The combination of the 3D printing technology and cobalt-chrome casting makes the manufacturing process more affordable. Investment casting of cobalt-chrome is a widely used technology in dental laboratories [132]. 3D printed patterns for casting is an accepted method in dentistry [132], [133]; however, its application in spine surgery navigational templates is novel. The production of individualized metal navigational templates for screw

based alloys [134] , but at a higher cost and lower accessibility compared to dental casting.

Metal templates are robust, resistant to damage and can also be easily autoclaved [134].

It is widely accepted in the literature to use cadavers for testing, evaluating the fitting accuracy of a navigational template [135]. FDM technology can produce geometrically accurate spine physical models [136] and the different designs can be tested as well as the drilling accuracy can be evaluated. The use of FDM models for design process evaluation and development is advantageous due to the possibility to include retrospective patient imaging data with complex anatomical/geometrical variation (deformities, tumours, etc.) which is extremely difficult to control and integrate in the case of cadaveric specimen studies.

According to the Gertzbein-Robbins scale [137] the template theoretically allows an accurate (grade A) screw insertion (Figure 46). The suggested screw insertion surgical technique uses the philosophy of the minimally invasive pedicle screw insertion techniques (MIS) by using a Kirschner wire, cannulated tap and a pedicle screw. This technique can easily be performed by any spine surgeon familiar with MIS pedicle screw insertion.

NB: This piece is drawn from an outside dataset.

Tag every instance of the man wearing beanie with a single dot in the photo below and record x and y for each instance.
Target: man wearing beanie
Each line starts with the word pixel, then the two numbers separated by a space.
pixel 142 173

Limitations of this study include the fact that the developed template is presented using a single case, however the workflow can be applied for different parts of the spine with different geometrical difficulties/pathologies. The presented FEA models’ loading conditions are simplified as well as the material property assignments; more complex FEA investigations would be desirable. In the future, a randomized study of specific subtypes of spinal pathologies (tumours, deformities, etc.) with a larger sample size would be preferred to demonstrate the clinical efficacy and cost-effectiveness of the developed methodology.